Disappointed that my body
has pushed through another night,
I flush with anger for harboring 
such desperate selfish longing 
for an end to this cycle 
of sleep and wake 
and sleep and wake
I live a poser’s life,
keep enthusiasm for living
a sword-arm’s length away.

It’s such a privileged life,
such a privilege to be alive
and yet want to die 
without moving a finger 
to further that desire,

a privilege to feel entitled
to an easy passage.

Once, years ago,

I took the steps — bought the pills,
bought the razor blades,
tried more than once to use them.

I learned from those attempts
that I am a coward when it comes
to getting what I want, or what
I claim to want —

for perhaps I don’t want to die at all?
There are those who tell me that,
who say that what I did not do
I did not do not from cowardice,
but through the body’s stone resistance to 
the fact of finality.
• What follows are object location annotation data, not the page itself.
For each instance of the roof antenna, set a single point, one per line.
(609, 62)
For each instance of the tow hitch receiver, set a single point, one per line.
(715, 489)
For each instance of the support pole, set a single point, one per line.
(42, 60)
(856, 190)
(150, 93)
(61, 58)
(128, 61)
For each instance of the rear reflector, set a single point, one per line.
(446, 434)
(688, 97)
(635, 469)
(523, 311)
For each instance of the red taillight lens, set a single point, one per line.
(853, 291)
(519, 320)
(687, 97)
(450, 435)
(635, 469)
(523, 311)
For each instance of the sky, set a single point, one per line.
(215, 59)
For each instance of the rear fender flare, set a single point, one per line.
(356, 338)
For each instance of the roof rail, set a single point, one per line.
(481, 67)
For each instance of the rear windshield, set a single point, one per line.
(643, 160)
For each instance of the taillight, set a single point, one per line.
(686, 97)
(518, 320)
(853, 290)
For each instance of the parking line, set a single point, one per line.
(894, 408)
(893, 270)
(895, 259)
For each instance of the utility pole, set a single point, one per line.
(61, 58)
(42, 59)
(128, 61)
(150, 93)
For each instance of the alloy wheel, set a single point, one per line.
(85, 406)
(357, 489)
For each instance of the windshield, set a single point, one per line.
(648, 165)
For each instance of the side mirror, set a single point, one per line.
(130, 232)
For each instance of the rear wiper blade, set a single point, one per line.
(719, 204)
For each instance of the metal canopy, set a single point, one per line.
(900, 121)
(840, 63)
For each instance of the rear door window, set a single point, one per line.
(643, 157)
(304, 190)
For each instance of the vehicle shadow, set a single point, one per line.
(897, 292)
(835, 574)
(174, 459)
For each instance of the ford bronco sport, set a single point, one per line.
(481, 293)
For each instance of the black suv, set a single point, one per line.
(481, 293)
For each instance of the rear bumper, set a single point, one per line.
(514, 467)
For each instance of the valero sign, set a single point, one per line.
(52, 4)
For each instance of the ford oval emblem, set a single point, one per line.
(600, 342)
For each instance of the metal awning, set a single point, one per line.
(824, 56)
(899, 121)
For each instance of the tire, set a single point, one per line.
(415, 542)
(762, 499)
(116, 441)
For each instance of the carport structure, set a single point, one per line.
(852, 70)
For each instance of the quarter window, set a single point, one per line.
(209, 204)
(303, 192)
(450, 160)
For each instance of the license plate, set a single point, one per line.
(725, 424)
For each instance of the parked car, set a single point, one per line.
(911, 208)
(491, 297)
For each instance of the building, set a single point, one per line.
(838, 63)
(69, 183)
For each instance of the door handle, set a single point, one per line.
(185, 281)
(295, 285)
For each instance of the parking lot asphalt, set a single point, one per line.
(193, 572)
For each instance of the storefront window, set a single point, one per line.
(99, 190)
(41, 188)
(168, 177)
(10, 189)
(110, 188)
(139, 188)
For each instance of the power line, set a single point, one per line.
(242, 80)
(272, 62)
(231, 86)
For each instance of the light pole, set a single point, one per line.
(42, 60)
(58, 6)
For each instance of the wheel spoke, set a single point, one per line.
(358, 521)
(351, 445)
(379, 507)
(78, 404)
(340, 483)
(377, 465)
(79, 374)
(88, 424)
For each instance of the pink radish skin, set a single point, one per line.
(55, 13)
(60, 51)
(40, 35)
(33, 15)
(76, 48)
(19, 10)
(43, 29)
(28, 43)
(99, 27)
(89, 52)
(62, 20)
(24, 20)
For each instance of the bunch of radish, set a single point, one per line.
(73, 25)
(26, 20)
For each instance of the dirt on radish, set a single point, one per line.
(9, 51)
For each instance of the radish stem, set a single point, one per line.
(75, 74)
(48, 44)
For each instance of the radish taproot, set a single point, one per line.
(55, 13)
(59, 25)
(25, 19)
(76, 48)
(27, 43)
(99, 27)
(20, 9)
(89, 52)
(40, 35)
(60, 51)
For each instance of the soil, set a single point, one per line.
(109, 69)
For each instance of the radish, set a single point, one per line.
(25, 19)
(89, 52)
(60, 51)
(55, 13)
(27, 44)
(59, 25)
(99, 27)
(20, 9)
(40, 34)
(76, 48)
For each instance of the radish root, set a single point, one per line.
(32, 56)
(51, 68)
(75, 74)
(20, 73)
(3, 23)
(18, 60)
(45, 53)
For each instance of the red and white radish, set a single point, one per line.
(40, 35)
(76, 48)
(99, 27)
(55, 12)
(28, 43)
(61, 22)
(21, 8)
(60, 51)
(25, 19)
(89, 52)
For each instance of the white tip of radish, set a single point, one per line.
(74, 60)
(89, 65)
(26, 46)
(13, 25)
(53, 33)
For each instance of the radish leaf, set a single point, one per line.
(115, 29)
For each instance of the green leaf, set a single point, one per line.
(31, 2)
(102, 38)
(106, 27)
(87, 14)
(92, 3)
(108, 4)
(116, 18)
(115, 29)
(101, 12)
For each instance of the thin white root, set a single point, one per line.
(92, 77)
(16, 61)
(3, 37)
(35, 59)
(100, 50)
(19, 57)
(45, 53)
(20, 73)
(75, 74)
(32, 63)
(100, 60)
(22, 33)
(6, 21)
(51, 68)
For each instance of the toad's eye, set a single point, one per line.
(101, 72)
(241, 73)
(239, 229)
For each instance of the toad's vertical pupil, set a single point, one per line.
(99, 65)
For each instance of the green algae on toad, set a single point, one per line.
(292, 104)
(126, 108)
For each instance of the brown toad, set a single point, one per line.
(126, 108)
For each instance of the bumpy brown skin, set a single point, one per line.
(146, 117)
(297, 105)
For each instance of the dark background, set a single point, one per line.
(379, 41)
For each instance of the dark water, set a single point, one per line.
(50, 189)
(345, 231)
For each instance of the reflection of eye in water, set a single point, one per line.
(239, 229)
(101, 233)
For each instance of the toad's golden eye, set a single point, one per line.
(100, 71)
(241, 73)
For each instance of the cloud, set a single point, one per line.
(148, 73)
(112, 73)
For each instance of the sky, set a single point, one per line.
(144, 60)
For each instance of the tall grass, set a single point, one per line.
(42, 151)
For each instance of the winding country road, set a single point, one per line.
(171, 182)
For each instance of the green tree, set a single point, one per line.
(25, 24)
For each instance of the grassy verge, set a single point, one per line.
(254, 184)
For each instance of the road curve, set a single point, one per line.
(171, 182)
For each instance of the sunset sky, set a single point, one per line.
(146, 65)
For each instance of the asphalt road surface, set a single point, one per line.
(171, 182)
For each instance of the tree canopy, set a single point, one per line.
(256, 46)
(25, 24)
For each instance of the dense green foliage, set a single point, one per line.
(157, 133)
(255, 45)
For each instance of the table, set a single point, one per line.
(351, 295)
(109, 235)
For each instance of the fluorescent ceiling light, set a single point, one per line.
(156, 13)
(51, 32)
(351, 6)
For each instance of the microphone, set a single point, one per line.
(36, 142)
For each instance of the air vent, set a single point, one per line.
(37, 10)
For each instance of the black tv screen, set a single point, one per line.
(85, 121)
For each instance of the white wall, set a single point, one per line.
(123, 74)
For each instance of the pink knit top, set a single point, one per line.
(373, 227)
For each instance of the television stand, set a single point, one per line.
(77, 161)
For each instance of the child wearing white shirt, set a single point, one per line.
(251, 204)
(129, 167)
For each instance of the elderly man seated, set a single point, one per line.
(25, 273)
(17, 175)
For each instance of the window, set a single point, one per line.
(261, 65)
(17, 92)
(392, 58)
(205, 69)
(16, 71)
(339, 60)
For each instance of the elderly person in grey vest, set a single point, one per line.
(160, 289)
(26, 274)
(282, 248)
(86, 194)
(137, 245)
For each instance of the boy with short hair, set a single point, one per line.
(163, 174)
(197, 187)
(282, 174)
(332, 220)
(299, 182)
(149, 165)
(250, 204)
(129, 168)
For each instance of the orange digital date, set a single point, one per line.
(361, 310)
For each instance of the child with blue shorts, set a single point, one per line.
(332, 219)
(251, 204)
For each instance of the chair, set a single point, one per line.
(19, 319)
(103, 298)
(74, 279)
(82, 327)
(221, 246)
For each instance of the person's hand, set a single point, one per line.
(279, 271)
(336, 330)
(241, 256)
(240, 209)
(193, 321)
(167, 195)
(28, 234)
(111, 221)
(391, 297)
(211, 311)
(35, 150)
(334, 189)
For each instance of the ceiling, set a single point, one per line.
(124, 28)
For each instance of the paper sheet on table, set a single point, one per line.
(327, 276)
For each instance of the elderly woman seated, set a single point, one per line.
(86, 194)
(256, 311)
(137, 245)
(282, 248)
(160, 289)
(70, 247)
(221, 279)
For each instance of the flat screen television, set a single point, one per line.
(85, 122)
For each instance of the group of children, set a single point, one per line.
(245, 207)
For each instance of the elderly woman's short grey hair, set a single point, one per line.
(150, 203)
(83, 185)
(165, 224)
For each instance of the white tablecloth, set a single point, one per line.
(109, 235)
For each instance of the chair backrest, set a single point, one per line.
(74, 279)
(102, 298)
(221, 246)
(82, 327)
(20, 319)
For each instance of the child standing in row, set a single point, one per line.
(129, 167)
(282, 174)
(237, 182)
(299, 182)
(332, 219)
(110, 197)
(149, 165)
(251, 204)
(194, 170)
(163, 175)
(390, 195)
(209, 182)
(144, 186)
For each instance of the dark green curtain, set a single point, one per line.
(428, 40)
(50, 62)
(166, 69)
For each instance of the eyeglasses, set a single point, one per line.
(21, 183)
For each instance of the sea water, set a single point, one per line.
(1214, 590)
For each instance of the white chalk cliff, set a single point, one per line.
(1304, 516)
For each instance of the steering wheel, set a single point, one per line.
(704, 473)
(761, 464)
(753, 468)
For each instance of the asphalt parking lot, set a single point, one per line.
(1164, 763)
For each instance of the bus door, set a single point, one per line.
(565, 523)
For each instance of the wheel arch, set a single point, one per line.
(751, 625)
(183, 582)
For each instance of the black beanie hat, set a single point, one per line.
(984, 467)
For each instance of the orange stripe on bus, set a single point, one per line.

Something
within held me back. Maybe 
that’s so, but I can’t shake off
another thought —

that the reason
I did not succeed
was not from fear of pain
or afterlife censure, but from
the suspicion that once I’d crossed
I’d find everything there
to be much the same 
as here,
and once I was on that side,
there would be no way out.

So instead I wake up daily
dimly disappointed that I have
done so yet again, ashamed at
my inaction and my lazy wish
to have it handed to me in my sleep,
embarrassed when I think of those
who fight each day not to pass,
jealous of those who die in their sleep;

now and then each day
I push myself to feel 
a modicum of hope
that tomorrow

I might rise and know
something of what it’s like 

to be glad you’re alive.

About Tony Brown

A poet with a history in slam, lots of publications; my personal poetry and a little bit of daily life and opinions. Read the page called "About..." for the details. View all posts by Tony Brown

One response to “That Poser’s Life

  • Eileen

    I love the part about finding everything much the same, but no way out.
    My husband used to say this life was actually hell………
    When I couldn’t walk for several years in my 50’s after the children had all left and I was alone most of the time, I thought of escape, but realized I was such a klutz that I’d probably mess up and make my life much worse……so pretty much accepted that I was trapped by my own ineptness. Then someone came up with a medicine and set me free, with a much greater appreciation for small, but wonderful, opportunities I’d missed during those those years.
    Again, love your writing and your honesty about life’s realities you describe so well.